Specific to just New York City, REBNY stands for the Real Estate Board of New York. This association connects thousands of real estate professionals, while working to improve, protect and advance the real estate business in New York City. REBNY works to promote public and industry policies as well as supporting the growth of commercial and residential real estate property. When getting started in this business in New York, expect to hear the term REBNY used frequently, and be sure to be familiar with their work.


PITI stands for Principal, Interest, property Taxes and Insurance. This is an acronym of the mortgage payment, which is the sum of monthly principal, interest, taxes and insurance. PITI is essentially the minimum amount you need to calculate when considering buying an investment property with a loan. PITI is calculated as an overall amount as well as a month-to-month basis. The overall amount is how much you would spend on the property over a lifetime and the month-to-month helps you see how much you owe per month. This can help you decide how much to charge for rent in order to continue making a profit.


LTV stands for loan-to-value and is important to know about if you are taking out a loan on your investment property. The LTV is calculated by dividing the loan by the property value, then shown as a percent. In New York City, if the value of the property is $1,500,000 and the loan is $1,200,000, the LTV is 80%. The higher the LTV, the riskier the loan is for the lender. LTV ratios of above 80% usually require the buyer to purchase Private Mortgage Insurance (PMI) in order to be approved for the mortgage.


GOI stands for Gross Operating Income, which accounts for the actual annual income collected from the property. This includes all sources of income such as laundry, parking and storage, also deducting from vacancies and credit loss. It is essential to consider the GOI when evaluating a rental income property to see if your end result will be able to cover all the property’s annual expenses and mortgage payments. If the GOI is sufficient enough to cover these costs, the investor can rest assure that they will not have to cover a negative cash flow.


NOI is the Net Operating Income, which is the amount of money left over after paying your monthly expenses. After expenses are deducted from your GOI, you will get the property’s NOI. NOI is the best way to evaluate a property’s performance. Your result is only considered as Net Operating Income if the amount is a positive value, if it is negative, it is considered Net  Operating Loss. For example, if you took in $10,000 from rent as a property owner and spent $8,000 on maintenance, taxes, and other expenses, your ROI would be $2,000, making it a positive outcome.


DCR is the Debt Coverage Ratio, figured by dividing the NOI by the annual debt service of the property. It is the ratio of cash available for debt servicing to interest, principal and lease payments. It is commonly used in the measurement of a corporation’s ability to produce enough cash to cover its debt payments. Ratios of 1.20 and higher are typically considered average.
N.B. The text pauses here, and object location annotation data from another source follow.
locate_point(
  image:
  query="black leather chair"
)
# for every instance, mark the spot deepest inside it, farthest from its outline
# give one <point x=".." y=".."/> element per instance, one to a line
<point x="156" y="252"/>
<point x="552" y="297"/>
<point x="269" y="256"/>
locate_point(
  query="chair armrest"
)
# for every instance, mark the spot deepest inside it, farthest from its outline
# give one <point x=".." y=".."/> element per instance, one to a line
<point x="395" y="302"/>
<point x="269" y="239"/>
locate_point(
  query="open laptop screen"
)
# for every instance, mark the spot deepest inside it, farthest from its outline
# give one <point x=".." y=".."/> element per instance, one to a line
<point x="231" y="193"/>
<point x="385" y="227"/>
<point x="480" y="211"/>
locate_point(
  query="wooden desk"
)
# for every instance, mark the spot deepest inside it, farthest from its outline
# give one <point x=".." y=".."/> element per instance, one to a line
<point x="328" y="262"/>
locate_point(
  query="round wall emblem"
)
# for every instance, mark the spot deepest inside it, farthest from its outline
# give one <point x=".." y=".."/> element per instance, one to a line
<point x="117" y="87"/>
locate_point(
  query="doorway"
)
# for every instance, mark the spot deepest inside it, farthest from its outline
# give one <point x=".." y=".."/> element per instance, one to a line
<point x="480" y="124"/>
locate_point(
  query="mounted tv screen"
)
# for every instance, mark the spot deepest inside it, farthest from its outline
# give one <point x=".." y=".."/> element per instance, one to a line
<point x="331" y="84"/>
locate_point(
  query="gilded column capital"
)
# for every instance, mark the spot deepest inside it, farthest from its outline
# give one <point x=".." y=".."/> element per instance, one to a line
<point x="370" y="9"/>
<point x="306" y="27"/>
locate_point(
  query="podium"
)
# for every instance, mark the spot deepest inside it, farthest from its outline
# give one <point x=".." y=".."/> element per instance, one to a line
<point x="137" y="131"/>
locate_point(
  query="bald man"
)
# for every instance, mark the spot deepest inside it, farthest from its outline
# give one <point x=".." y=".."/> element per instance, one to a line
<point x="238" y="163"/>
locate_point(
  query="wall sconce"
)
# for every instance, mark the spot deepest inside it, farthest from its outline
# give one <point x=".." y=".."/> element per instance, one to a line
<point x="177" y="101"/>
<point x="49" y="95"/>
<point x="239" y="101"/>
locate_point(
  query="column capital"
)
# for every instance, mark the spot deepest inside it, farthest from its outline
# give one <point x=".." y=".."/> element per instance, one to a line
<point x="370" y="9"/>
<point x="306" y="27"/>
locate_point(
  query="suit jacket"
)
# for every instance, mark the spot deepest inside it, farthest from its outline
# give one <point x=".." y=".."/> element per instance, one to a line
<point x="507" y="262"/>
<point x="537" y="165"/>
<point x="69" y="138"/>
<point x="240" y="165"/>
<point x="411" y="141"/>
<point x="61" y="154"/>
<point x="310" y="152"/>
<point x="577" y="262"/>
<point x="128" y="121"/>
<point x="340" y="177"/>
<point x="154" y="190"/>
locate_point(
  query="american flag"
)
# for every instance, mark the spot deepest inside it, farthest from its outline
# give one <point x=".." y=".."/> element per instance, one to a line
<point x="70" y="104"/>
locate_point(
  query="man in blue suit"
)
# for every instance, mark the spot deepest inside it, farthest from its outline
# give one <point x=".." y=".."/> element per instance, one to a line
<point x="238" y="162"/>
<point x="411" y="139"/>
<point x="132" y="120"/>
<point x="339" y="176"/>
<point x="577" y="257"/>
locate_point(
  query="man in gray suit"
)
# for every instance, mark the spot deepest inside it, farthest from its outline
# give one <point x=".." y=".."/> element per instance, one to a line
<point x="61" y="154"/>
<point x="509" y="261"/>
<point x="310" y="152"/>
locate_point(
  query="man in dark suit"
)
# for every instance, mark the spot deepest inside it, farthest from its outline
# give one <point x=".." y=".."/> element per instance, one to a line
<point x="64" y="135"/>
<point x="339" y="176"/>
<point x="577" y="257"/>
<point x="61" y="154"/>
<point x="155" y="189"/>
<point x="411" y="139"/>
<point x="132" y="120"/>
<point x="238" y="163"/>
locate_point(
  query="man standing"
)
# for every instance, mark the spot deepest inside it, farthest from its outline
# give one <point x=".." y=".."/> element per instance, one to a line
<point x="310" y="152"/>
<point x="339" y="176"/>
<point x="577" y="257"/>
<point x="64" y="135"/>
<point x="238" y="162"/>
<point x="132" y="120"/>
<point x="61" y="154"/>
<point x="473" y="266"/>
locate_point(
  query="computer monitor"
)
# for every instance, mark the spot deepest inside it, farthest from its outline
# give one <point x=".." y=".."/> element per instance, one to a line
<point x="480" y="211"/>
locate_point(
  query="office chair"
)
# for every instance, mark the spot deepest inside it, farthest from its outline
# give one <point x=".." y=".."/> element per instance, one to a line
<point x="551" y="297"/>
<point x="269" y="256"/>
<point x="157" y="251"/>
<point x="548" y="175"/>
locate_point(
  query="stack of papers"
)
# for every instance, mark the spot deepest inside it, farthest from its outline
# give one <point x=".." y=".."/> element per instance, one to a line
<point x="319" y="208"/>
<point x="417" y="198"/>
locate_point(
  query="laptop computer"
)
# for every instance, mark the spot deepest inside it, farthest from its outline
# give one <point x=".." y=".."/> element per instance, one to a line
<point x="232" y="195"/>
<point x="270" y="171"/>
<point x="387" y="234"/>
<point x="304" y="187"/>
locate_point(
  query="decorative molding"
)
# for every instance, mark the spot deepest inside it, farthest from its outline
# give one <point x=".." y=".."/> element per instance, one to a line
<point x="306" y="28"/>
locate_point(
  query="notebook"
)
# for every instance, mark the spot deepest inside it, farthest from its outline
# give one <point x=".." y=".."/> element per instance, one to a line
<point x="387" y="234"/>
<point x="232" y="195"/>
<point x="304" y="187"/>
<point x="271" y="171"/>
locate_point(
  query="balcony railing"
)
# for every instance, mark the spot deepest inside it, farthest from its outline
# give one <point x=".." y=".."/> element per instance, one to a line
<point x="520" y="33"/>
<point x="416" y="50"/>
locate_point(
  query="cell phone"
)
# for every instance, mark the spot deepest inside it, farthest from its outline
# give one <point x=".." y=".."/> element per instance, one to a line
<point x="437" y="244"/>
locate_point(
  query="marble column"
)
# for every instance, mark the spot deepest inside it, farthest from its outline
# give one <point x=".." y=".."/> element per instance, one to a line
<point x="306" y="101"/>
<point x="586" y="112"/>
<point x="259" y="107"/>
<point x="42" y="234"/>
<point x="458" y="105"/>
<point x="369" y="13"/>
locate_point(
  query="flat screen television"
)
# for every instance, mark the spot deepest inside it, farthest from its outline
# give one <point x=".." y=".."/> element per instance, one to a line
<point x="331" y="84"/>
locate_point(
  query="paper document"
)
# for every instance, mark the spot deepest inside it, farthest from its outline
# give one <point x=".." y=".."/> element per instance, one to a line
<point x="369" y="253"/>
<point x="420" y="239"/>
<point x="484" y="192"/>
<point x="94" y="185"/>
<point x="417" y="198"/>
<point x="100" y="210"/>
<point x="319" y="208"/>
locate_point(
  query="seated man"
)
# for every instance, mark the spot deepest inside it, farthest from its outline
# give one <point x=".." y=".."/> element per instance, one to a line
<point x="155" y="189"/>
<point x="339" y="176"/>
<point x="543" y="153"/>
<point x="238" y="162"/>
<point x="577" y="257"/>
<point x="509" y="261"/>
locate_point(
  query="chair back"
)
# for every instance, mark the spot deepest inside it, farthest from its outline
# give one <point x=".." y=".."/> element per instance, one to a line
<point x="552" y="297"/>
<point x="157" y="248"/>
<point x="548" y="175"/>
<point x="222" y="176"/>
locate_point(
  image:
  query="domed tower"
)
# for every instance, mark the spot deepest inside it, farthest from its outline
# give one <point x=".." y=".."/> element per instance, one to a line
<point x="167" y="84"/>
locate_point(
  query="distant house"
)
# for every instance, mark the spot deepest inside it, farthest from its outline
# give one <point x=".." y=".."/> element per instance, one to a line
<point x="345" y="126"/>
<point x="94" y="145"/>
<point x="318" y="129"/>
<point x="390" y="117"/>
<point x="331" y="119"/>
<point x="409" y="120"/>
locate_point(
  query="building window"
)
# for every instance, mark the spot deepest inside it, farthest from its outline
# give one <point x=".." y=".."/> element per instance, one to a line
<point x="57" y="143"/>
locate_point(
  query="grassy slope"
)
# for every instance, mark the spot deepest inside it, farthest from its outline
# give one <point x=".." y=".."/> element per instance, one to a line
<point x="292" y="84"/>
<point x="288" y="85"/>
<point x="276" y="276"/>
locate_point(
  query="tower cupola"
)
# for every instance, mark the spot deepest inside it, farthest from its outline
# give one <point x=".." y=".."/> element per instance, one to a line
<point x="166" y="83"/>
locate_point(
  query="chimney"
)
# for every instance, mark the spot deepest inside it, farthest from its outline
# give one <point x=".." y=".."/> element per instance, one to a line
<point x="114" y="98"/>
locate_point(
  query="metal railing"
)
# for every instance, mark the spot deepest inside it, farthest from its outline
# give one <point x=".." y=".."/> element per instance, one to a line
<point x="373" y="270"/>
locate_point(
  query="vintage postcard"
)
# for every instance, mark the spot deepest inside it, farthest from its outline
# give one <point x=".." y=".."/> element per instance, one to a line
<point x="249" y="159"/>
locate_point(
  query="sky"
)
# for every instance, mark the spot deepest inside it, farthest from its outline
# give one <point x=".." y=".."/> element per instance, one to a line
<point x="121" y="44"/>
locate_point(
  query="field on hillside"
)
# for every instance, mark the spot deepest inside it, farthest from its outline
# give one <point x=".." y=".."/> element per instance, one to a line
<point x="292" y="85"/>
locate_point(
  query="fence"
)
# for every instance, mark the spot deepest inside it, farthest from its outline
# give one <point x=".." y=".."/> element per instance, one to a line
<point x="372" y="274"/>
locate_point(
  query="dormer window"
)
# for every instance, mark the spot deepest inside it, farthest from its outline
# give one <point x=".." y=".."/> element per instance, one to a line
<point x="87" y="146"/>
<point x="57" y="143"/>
CCR stands for Conditions, Covenants and Restrictions. These are the limitations or rules placed on homes by the builders, developers or homeowners. As written into contracts, parties must abide by this set of rules by either performing or not performing certain actions. CCRs can place restrictions of almost any kind of nature, as long as the group creating them agrees on the conditions. CCRS can provide restrictions on allowing pets in the building, painting the homes a specific color, or limiting the use of certain appliances. Be sure to read the CCR thoroughly before signing any agreements.